One argument for banking consolidation was the potential for increased efficiency, but those gains didn't always translate to improved services or cost savings for consumers. Health systems will see more efficient administrative processes and economies of scale through consolidation, but they must ensure these do not come at the cost of patient care quality or access.
The challenge will be balancing operational efficiencies with maintaining personalized care.
Large-scale hospital consolidation may lead to regional monopolies, where one system dominates a market — particularly in rural or underserved areas. The argument here is that this could lead to reduced access to care in these regions and the closures of smaller hospitals.

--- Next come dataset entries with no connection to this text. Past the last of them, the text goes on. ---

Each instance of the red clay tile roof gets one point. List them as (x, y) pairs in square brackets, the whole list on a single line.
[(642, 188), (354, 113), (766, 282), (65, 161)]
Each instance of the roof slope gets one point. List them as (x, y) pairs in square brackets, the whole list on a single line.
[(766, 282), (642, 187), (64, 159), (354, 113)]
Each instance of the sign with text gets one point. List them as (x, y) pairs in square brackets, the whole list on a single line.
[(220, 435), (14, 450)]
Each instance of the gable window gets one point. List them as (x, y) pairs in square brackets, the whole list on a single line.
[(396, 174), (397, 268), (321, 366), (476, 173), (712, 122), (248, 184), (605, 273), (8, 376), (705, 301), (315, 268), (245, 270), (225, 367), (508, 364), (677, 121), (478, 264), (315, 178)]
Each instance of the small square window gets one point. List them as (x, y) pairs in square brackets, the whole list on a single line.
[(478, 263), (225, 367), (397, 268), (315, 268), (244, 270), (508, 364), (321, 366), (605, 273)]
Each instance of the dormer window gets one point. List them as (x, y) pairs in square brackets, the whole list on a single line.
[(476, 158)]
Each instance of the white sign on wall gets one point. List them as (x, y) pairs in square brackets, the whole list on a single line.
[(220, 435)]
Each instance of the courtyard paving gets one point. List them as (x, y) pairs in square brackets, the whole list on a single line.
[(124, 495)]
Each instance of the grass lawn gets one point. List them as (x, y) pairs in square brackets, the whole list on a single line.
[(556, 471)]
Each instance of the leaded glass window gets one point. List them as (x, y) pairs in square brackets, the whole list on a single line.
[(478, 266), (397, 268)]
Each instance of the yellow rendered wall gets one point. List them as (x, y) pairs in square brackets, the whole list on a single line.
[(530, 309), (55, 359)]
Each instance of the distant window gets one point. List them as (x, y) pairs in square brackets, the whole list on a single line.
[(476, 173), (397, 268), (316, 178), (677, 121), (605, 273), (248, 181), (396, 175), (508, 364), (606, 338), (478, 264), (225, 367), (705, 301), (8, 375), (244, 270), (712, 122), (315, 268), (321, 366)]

"I worry about small, rural hospitals and their ability to continue to serve their communities. I think healthcare will be smart and start to leverage new technology infrastructures," said Ms. Perrotty, who previously led Wells Fargo's global operations.

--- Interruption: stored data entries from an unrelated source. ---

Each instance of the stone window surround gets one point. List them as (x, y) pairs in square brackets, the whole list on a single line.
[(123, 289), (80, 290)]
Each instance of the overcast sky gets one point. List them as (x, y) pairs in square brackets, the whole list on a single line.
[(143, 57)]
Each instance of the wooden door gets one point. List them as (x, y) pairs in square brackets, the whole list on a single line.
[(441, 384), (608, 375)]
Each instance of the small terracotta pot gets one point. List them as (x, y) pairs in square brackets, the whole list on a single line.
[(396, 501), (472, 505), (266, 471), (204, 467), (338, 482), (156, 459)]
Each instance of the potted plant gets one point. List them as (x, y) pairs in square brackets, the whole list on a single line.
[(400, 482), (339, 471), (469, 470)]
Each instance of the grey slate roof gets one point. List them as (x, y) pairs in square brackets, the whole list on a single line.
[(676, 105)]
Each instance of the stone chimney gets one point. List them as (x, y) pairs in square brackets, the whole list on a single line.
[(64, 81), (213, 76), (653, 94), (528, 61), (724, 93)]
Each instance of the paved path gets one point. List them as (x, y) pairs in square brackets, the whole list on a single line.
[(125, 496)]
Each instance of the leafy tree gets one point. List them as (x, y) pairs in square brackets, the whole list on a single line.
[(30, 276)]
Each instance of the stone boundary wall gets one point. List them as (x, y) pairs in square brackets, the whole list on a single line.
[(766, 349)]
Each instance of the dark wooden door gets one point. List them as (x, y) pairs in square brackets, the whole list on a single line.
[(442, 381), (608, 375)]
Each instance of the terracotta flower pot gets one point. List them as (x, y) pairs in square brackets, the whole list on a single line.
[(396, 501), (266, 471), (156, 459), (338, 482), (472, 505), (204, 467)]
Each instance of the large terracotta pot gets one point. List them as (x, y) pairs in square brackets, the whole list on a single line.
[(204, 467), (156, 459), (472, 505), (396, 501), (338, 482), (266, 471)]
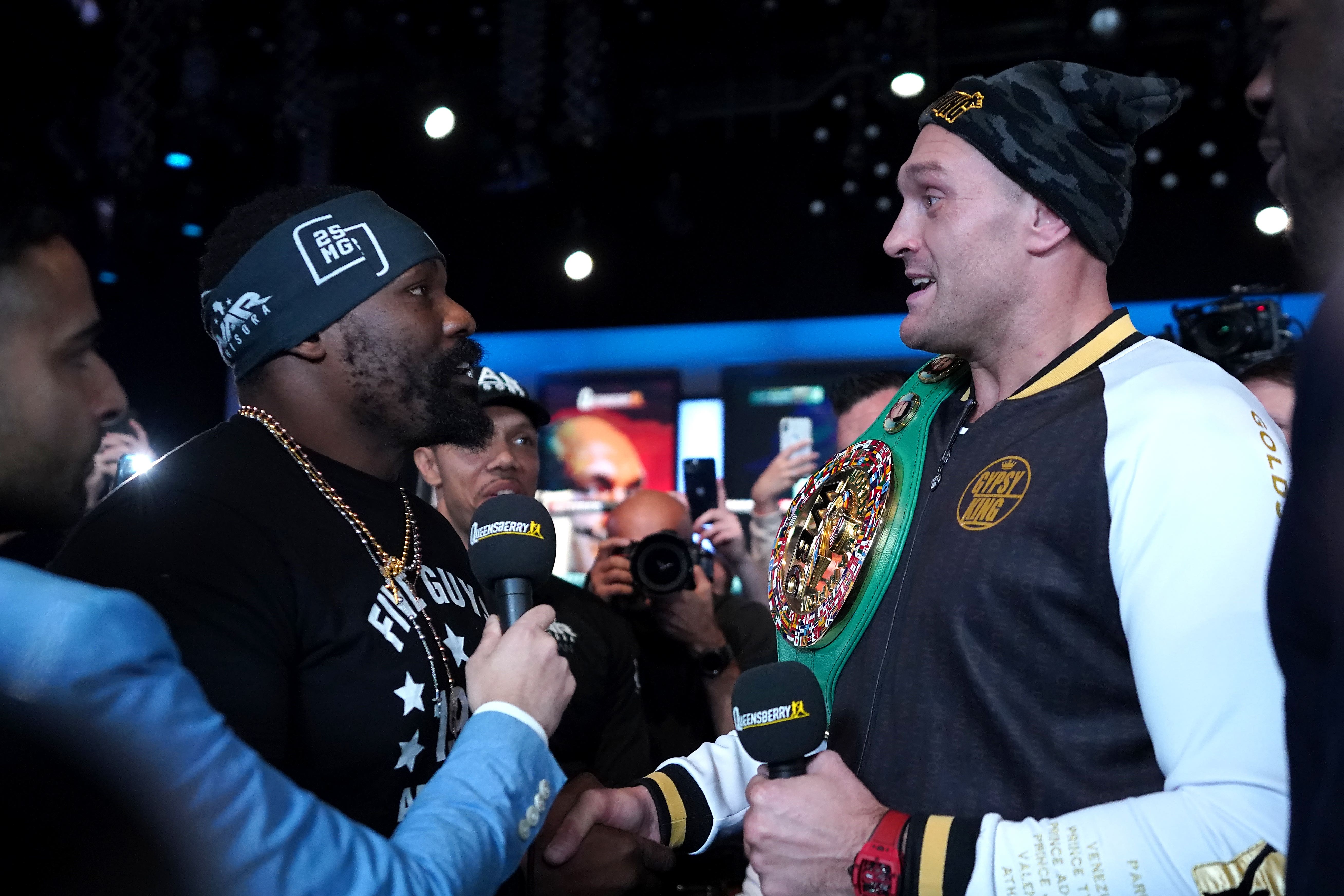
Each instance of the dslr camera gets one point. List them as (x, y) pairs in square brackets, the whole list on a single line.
[(662, 565), (1236, 332)]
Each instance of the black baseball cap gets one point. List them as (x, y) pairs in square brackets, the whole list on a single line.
[(498, 387)]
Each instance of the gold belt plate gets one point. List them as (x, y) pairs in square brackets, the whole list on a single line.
[(824, 540)]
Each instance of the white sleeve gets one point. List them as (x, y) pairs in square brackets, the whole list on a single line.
[(1197, 472), (721, 770)]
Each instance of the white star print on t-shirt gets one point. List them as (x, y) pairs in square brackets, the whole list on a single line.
[(410, 695), (455, 644), (410, 749)]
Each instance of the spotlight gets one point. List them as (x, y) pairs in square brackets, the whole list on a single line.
[(1272, 221), (1107, 23), (578, 265), (440, 123), (908, 85)]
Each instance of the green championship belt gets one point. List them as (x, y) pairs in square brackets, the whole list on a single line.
[(824, 587)]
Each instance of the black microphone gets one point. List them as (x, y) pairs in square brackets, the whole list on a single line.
[(511, 547), (780, 716)]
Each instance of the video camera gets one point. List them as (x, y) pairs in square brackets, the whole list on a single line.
[(1238, 331), (663, 563)]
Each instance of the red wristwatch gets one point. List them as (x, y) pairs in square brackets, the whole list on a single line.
[(877, 868)]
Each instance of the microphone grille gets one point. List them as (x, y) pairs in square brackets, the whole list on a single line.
[(779, 711), (511, 538)]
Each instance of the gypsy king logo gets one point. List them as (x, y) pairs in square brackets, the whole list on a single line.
[(506, 527), (994, 493), (330, 249), (234, 322), (955, 103)]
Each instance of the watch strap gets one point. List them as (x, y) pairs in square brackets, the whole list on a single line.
[(877, 868)]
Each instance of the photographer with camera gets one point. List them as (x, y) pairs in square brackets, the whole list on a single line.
[(695, 639)]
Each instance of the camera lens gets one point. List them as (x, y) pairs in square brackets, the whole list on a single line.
[(662, 565), (1222, 335)]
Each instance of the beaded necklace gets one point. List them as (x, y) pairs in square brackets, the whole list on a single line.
[(394, 570)]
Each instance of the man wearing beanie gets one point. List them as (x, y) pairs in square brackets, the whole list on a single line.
[(327, 613), (1037, 608)]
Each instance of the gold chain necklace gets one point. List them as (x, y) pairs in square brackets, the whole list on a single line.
[(389, 566)]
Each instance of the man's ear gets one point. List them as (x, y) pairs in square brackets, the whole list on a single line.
[(428, 465), (1046, 229), (311, 350)]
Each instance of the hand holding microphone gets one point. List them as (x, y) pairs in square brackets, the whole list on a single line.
[(522, 667), (810, 817), (513, 547)]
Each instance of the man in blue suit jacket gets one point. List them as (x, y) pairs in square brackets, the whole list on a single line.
[(105, 659)]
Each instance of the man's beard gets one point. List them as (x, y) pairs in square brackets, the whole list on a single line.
[(416, 402)]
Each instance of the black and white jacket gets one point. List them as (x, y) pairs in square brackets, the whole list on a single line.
[(1070, 683)]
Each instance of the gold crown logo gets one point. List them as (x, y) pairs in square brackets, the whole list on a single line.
[(956, 103)]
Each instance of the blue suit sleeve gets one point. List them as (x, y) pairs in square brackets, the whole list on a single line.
[(108, 657)]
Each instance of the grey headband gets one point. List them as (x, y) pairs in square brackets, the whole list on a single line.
[(307, 275)]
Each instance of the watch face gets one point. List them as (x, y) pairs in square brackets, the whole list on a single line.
[(873, 878)]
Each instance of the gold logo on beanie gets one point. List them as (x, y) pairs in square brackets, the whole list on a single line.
[(955, 103)]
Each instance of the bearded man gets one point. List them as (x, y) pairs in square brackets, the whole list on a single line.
[(1052, 671), (327, 613), (1300, 95)]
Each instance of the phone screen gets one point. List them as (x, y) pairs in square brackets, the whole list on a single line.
[(794, 431), (702, 486)]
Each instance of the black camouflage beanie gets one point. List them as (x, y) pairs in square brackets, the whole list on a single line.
[(1065, 134)]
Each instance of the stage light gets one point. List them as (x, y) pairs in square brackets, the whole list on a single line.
[(440, 123), (1107, 23), (578, 265), (908, 85), (1272, 221)]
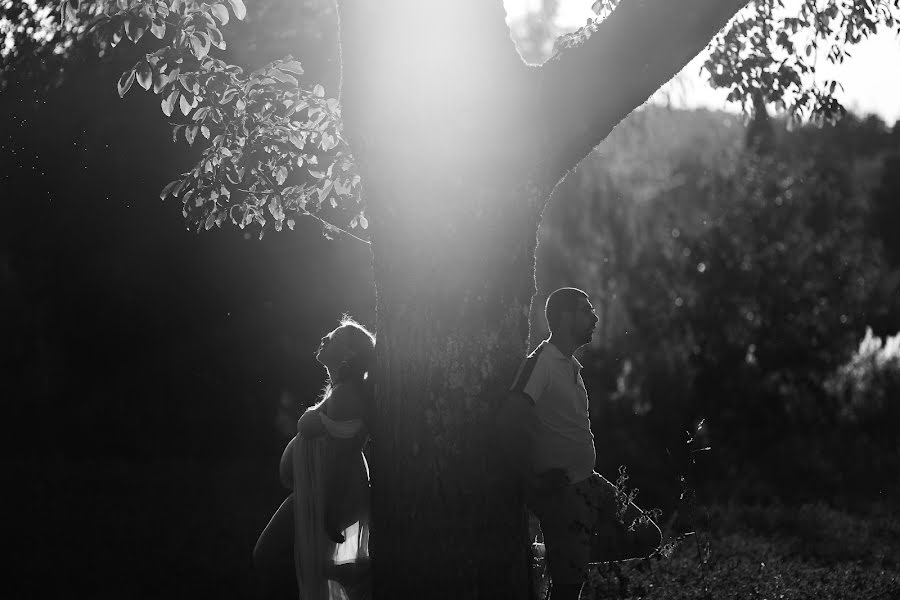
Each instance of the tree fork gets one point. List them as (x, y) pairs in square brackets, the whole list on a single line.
[(459, 144)]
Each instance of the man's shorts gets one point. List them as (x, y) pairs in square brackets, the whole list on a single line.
[(570, 517)]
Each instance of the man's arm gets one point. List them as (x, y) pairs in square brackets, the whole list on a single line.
[(514, 436)]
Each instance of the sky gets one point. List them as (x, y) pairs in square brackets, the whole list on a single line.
[(869, 86)]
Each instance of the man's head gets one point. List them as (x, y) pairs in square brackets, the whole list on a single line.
[(571, 315)]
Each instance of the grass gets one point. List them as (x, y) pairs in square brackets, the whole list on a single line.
[(774, 552), (107, 528)]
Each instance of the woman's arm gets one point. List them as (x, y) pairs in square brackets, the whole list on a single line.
[(310, 424), (286, 465)]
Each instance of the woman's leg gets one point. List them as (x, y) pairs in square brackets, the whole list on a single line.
[(273, 556)]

Many banking executives previously believed small, community banks would not survive, but the way that they did was by sharing infrastructure, according to Ms. Perrotty.
"[Wells Fargo] shared infrastructure that allowed their banks to piggyback into bigger banks: they could have an ATM, debit cards and many other products and services, which was all done through technology. I think that will happen in healthcare."
Investing in technology and infrastructure may be the key to survival for many smaller, community facilities that continue to face significant financial and workforce challenges.
"Health systems should partner to gain infrastructures, become less obsessed about owning infrastructure platforms, and focus on partnering with leaders in this space," Ms. Perrotty said. "Can they roll out innovative technologies in a broader way rather than hanging their name on the product they built?"
Ultimately, consolidation in banking led to fewer, larger institutions dominating the market, which reduced competition and gave consumers fewer choices. This led to increased costs and reduced the availability and quality of basic financial services for consumers.
Similarly, an analysis of 1,164 mergers among the country's 5,000 acute-care hospitals between 2000 and 2020 found that those transactions increased healthcare prices by 5.2%. The study, published in American Economic Review: Insights, found that 90% of hospital markets are highly concentrated.
The study demonstrates that hospital consolidation can decrease competition and drive up healthcare costs for patients, limit provider choice and reduce care quality. Health systems may need to consider ways to maintain competition and patient choice, even as they merge.
"Having been through multiple mergers in the financial sector, I am not sold that bigger is always better. Big can make it really hard to differentiate," Ms. Perrotty said. "You've got to be really skilled to make the human capital piece work as well as the financial capital in large enterprises."
Larger banks were deemed "too big to fail," but when many did during the 2008 financial crisis, the federal government was forced to intervene, with bailouts having far-reaching economic consequences.
If large consolidated health systems become "too essential to fail," failures or financial distress could jeopardize healthcare access across entire regions. Hospitals are already facing increased scrutiny from federal and state regulators, and policymakers may need to consider how to regulate and safeguard large health systems to prevent disruptions in care in the future.